In this study, an Excel spreadsheet, which mimics the 3D geological modelling workflow to estimate the oil in-place volume, is used to compare the above mentioned designs and analysis techniques. Some guidelines to select representative test runs/models to evaluate the fitted surrogate equation models are discussed. In multiple deterministic modelling, all the input uncertainties will normally be quantified with an uncertainty range from low, base to high values, and with their assigned probability values. Then, a decision tree can be built to visualise the full range of all the possible 3D geological models, and their respective probability of occurrence can be calculated from the probability of the input uncertainties. Combining the probability and the predicted responses from the evaluated surrogate equation model, the output response (e.g. oil in-place) probability distribution curve can then be built. Sensitivity of the input probability values on the output response distribution curve is briefly discussed. There will be some errors associated with the predictions from the surrogate equation models, and therefore confidence interval must be generated to account for them. With the P10, P50 and P90 output response values, the confidence intervals and the probability of occurrence, some representative 3D geological models at P10, P50 and P90 can be selected.

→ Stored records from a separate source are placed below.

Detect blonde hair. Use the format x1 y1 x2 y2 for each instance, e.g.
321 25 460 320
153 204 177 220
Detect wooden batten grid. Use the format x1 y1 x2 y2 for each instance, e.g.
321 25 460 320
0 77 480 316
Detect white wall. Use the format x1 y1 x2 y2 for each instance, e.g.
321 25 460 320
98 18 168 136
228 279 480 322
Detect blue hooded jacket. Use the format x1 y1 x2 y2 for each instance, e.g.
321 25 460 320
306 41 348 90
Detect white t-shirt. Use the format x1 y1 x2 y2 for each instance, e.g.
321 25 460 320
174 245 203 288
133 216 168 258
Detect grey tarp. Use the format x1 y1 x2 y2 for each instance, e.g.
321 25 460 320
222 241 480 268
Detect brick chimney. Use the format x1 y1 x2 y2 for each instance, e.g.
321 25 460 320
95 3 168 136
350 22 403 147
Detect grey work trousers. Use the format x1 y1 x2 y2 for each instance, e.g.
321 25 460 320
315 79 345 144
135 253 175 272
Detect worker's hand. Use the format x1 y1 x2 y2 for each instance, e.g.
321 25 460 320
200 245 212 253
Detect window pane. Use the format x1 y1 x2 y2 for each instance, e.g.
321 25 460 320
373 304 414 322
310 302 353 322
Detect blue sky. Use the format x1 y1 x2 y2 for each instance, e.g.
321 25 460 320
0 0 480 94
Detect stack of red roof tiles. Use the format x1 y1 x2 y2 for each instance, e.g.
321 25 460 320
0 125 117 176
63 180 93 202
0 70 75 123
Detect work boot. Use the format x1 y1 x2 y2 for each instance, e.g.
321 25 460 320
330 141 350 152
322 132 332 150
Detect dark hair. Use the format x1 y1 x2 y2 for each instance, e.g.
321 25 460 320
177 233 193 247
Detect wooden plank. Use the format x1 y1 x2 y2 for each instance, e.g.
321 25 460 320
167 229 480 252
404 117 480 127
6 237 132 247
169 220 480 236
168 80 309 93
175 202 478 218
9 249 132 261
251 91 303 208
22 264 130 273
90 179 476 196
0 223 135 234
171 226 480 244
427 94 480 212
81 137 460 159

A 3D multiple deterministic modelling case study is then used to demonstrate the methodology in estimating the oil in-place distribution curve of a synthetic reservoir that is adopted from an actual fluvial reservoir.
In conclusions, the EDA methods can be used to minimise the number of 3D geological models that must be generated to build good HCIIP probability distribution curves. By using bootstrapping and normal confidence interval, fitting errors can be quantified and representative 3D geological models for P10, P50 and P90 values can be selected accordingly.